A new INEC Chairman is due for appointment next year. We will still be stuck in the dilemma whereby a player in a football match will still have the power to appoint the referee. So long as a president continues to appoint the INEC Chairman, National Commissioners and State Resident Electoral Commissioners, RECs, we can never have free and fair elections. Ruling party stalwarts will continue to be appointed into the INEC.

We urgently need comprehensive reforms of INEC, the Judiciary and our electoral laws. In his speech, President Tinubu correctly identified himself as one of the soldiers for democracy some 25 years ago. The question is: has he continued in that light since he became a full-fledged politician? Has he lived up to the ideals which he demanded as an activist?

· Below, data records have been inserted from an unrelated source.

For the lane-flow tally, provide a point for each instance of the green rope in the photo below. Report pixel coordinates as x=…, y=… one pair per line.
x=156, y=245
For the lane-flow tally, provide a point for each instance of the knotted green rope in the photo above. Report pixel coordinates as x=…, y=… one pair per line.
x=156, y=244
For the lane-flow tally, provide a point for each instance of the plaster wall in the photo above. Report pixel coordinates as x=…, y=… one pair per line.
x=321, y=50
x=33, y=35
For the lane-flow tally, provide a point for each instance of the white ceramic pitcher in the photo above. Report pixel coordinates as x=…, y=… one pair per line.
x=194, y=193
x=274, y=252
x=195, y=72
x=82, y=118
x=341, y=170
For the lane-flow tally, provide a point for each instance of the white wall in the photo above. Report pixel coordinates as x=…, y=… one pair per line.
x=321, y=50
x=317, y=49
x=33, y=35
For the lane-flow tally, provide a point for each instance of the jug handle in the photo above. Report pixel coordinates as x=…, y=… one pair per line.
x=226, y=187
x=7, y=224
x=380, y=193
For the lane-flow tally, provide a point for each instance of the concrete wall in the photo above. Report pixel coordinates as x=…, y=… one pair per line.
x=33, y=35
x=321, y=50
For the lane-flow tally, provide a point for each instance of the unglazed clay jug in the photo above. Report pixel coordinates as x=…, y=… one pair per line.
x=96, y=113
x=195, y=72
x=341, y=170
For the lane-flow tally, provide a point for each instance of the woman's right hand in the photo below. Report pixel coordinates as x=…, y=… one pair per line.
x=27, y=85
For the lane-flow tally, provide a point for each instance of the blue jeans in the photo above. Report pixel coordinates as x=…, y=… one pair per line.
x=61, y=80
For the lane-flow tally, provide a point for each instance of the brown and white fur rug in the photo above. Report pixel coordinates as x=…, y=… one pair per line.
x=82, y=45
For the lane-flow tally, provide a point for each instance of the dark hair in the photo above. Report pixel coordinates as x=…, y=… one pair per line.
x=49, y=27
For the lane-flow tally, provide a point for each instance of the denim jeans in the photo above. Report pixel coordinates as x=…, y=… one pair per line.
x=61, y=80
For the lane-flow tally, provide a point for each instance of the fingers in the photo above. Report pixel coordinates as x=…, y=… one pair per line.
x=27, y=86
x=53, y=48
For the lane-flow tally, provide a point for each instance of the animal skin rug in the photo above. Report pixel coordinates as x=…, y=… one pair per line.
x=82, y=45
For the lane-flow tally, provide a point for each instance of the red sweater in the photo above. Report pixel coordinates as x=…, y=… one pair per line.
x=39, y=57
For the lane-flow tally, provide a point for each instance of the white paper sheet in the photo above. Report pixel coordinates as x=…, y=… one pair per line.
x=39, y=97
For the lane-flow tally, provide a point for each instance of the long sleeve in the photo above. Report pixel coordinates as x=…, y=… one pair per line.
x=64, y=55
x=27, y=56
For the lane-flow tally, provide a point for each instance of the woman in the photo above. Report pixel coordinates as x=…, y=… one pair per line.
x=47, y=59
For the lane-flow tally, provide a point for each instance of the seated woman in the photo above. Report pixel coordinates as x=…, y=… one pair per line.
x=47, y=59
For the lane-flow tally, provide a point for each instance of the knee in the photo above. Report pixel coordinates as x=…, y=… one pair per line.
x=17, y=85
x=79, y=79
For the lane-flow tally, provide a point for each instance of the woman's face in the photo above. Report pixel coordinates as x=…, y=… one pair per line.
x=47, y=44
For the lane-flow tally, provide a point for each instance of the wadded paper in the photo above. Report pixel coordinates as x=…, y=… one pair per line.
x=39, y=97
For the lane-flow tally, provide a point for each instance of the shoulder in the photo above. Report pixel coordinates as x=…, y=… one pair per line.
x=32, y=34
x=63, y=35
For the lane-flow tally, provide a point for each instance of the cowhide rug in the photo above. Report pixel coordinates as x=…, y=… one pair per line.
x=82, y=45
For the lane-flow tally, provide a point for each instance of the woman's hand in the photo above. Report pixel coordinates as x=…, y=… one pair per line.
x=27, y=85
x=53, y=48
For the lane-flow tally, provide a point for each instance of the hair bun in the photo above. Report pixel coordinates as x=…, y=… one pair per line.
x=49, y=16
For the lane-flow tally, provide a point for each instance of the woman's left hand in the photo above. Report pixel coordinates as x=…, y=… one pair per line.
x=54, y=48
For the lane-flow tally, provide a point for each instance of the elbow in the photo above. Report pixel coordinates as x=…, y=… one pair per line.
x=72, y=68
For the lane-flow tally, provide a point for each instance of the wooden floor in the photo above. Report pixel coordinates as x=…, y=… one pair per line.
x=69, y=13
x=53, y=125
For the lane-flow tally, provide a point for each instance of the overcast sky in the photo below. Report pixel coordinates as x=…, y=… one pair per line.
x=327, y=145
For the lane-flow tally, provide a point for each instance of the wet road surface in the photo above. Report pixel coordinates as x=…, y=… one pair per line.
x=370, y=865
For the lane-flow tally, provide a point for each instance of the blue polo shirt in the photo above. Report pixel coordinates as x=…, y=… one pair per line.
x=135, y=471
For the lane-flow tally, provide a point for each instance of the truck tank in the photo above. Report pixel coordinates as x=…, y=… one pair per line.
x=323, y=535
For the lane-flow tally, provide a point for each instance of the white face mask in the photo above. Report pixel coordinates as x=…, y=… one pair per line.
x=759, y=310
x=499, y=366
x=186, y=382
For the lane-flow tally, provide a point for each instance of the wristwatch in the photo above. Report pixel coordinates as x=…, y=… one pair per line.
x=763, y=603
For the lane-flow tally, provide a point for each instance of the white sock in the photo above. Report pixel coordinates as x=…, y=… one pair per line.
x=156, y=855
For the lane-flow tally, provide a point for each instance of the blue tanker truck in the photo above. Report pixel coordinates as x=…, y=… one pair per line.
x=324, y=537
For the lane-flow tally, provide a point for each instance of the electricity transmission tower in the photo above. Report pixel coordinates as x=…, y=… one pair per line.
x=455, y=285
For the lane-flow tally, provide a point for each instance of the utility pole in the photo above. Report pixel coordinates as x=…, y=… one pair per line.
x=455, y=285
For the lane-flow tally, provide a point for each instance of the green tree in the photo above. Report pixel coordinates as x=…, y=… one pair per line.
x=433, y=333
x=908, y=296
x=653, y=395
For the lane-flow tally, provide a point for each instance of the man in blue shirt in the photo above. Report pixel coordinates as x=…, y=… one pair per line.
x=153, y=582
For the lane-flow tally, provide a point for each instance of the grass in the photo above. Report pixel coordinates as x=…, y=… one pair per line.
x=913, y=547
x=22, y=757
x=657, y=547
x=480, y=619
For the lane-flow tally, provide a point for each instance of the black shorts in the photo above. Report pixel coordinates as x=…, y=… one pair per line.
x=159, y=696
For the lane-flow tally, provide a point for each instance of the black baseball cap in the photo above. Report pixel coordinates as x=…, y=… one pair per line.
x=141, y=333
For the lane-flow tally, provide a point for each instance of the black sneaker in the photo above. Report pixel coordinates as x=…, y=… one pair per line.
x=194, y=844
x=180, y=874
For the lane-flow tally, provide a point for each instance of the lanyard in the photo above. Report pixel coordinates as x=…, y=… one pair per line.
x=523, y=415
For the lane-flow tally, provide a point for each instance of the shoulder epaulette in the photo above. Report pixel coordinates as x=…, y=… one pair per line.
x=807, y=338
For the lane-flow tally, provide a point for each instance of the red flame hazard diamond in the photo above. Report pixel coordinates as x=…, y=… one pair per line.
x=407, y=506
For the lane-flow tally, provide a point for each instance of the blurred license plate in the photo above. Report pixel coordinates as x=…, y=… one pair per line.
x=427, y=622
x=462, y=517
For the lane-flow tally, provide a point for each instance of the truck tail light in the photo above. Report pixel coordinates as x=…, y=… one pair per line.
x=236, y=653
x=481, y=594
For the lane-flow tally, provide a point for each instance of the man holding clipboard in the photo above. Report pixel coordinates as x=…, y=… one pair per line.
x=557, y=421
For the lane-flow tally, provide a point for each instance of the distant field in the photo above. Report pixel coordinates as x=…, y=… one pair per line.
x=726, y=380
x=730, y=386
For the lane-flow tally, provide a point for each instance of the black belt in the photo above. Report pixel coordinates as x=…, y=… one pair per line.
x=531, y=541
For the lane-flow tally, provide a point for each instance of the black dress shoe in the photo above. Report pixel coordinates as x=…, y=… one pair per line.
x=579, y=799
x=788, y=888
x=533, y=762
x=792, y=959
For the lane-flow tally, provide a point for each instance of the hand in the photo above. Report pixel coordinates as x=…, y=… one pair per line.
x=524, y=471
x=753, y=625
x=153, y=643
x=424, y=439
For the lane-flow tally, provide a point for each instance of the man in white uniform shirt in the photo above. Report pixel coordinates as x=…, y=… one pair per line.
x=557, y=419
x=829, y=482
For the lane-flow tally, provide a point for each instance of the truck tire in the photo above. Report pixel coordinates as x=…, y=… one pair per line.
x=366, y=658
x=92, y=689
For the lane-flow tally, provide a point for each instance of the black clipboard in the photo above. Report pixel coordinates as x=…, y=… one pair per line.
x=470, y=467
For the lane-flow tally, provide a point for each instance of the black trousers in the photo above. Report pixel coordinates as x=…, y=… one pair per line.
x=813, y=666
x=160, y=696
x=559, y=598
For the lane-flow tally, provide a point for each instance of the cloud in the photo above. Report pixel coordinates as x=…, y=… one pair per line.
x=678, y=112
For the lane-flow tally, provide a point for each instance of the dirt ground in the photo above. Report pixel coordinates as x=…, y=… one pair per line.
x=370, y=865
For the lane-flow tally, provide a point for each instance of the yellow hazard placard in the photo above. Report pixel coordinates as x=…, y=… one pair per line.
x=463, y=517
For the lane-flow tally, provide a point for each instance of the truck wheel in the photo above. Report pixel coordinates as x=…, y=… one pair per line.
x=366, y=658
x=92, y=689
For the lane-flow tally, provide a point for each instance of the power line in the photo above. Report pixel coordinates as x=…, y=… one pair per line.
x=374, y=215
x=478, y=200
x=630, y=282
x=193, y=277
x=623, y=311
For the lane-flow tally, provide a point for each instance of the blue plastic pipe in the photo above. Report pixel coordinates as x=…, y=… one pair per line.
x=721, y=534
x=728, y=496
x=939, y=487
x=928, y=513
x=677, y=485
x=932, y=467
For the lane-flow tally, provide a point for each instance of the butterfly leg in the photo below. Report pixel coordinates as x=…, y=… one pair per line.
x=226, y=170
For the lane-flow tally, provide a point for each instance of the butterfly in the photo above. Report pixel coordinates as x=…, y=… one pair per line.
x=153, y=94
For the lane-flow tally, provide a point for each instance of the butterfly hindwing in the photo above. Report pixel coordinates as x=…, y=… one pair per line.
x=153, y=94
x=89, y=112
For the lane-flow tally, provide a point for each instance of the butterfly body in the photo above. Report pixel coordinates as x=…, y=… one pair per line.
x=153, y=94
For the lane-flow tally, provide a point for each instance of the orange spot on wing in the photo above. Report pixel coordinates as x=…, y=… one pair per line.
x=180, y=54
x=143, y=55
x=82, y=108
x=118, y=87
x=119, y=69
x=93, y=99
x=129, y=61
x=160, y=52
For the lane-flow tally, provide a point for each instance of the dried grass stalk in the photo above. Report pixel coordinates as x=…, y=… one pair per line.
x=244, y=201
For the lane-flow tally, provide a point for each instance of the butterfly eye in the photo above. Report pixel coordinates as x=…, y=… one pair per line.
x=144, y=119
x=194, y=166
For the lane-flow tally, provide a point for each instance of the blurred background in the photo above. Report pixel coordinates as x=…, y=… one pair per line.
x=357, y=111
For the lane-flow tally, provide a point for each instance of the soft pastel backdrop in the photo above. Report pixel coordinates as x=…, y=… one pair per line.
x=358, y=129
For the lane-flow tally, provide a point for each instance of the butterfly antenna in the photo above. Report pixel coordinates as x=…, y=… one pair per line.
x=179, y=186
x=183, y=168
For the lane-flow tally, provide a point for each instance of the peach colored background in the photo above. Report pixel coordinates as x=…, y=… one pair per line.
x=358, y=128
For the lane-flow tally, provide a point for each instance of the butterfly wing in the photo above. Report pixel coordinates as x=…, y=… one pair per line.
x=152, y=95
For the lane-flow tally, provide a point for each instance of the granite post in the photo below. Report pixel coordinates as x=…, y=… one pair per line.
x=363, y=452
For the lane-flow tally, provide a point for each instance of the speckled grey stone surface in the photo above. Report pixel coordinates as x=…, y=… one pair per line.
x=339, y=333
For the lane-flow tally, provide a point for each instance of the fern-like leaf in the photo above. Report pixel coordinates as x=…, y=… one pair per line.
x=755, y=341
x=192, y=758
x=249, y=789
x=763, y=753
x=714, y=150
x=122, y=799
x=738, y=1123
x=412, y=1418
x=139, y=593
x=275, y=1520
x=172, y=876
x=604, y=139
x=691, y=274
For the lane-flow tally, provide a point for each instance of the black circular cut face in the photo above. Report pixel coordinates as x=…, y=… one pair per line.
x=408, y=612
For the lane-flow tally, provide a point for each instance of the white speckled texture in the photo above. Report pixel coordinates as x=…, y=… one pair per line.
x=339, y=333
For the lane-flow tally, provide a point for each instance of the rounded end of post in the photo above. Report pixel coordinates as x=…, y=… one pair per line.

Never in the 25 years of our renascent democracy have we witnessed the quantum of impunities such as abductions and brutalisation of journalists and other citizens as in Tinubu's first year in office. Journalists are now abducted and detained for alleged offences that could easily have been treated under extant laws.

This was the kind of power show that the infamous Frank Omenka of the Directorate of Military Intelligence, DMI, visited on journalists and citizens under General Sani Abacha. It is highly disappointing that we should go through such ugly experiences under the watch of a respected pro-democracy activist. The military and police have become too visible in the dehumanisation of the citizenry for comfort. This must stop.

Also, democracy is nothing if it has no dividends for the people. Apart from greater civil liberties, life should be more abundant. Yet, we have never had it so bad as in the past year.

President Tinubu must walk his talk.